Dickey will continue his book tour at the Houston Forum on February 23 and at the World Affairs Council in Dallas on February 24.

New Book Takes Readers Inside the NYPD’s Counterterrorism Work

By Genevieve Long for The Epoch Times

With 32,000 police, the New York Police Department is the country’s largest police force and has been hardest-hit by terrorist attacks. It’s an operation that needs to have more than a few tricks up its sleeve.

One of these is the NYPD’s Intelligence Unit—an elite group of 600 officers and analysts stationed in New York City and throughout the world. The work of the unit, which was created after 9/11, is detailed in the new book “Securing the City” by Christopher Dickey. Dickey is the Paris Bureau Chief and Middle East Regional Editor for Newsweek Magazine.

The book, which was released this month, was written with the close cooperation of the NYPD and police Commissioner Ray Kelly, who says the specialized unit was created because information from the federal government was too slow in coming. After 9/11, he realized the NYPD could no longer rely on the CIA, FBI and NSA to keep New York City safe.

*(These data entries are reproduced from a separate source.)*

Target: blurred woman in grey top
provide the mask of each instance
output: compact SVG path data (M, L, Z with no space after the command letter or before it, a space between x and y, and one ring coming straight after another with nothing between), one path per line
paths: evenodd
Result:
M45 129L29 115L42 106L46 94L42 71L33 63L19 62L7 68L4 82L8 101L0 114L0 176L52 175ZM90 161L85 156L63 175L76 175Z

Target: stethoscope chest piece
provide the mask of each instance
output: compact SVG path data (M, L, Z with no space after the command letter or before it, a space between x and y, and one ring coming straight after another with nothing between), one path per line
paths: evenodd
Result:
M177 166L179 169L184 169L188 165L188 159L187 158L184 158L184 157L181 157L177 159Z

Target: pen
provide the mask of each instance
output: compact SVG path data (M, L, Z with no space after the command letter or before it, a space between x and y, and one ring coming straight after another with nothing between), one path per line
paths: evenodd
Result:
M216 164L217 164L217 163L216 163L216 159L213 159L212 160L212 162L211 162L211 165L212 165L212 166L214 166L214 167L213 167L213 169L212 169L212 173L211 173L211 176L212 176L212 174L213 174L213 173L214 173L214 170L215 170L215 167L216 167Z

“Everything is bureaucratized, everything is slowed down in the federal government,” said Kelly during a recent discussion with “Securing the City” author Charles Dickey at the Overseas Press Club in Manhattan. Kelly says in the years since 9/11, the NYPD has focused on how to create a highly skilled and versatile unit with members who not only understands the world of terrorists, but who speak their language and even their slang.

Kelly says these basic communication skills are vital to the work they do.

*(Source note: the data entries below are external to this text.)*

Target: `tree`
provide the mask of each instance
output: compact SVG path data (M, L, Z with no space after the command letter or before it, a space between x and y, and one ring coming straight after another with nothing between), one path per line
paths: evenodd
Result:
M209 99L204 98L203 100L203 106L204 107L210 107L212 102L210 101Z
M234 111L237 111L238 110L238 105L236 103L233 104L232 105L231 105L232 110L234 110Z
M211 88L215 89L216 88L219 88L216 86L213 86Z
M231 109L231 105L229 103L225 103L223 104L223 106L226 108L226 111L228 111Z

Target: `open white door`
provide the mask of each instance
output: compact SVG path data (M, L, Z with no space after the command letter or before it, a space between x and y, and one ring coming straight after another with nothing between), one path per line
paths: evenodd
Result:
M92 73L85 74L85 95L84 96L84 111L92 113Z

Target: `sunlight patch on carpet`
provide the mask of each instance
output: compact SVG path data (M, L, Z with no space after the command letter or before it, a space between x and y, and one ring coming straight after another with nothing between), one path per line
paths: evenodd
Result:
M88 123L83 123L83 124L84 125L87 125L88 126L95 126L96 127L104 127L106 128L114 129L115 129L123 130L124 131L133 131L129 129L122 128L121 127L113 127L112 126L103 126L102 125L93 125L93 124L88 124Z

“We took all of the speakers of the sensitive languages and sent them to Berlitz [language schools],” said Kelly. Many of those used for the special assignment are foreign-born immigrants who the federal government will not clear to do counterterrorism work. Kelly thinks that such an exclusion is a mistake, and understanding subtle linguistic nuances can make for truly useful intelligence. “They know the slang of the back streets of Karachi because they are from the back streets of Karachi,” said Kelly about the members of the unit.

In addition to extensive international field work and intelligence gathering, the unit also works side-by-side with the beat police in the NYPD who are deeply familiar with the city’s five boroughs. This includes the use of Critical Response Vehicles (CRVs).

Twice a day, approximately five times a week, 75 police cars—or CRVs—with two police officers each from various parts of the city gather at a rallying point, get the day’s counterterrorism briefing, and break off into smaller groups. The rallying points change constantly and sometimes cause a stir when they are in major tourist areas like Times Square. The unpredictable movement of the CRVs, coupled with their sudden, massive presence also acts as a warning to potential terrorist attackers. The enormous police presence is impossible to ignore, and impossible to predict.

The NYPD’s counterterrorism unit also closely watches broader changes in the stability of international situations, such as the war in Afghanistan, and resurgent Taliban forces there.

“We pay a lot of attention to what goes on in Pakistan and Afghanistan,” said Kelly. “You cannot separate Pakistan from Afghanistan and the rise of the Taliban.”

Although New York has been hit repeatedly by terrorist attacks and is the ongoing target of sinister plots, book author Christopher Dickey says the city’s large number of immigrants is its best insurance. That’s largely due to the fact that immigrants traditionally tend to become personally vested in their adopted city, reducing the chance they would attack a place they call home.

“New York keeps taking it on the chin,” said Dickey, who adds that despite past attacks against New York, there is still less to fear than most places. “The safest big cities in the U.S. are those with the highest number of first-generation immigrants.”

Dickey’s book, “Securing the City”, is available at Amazon.com and in major bookstores.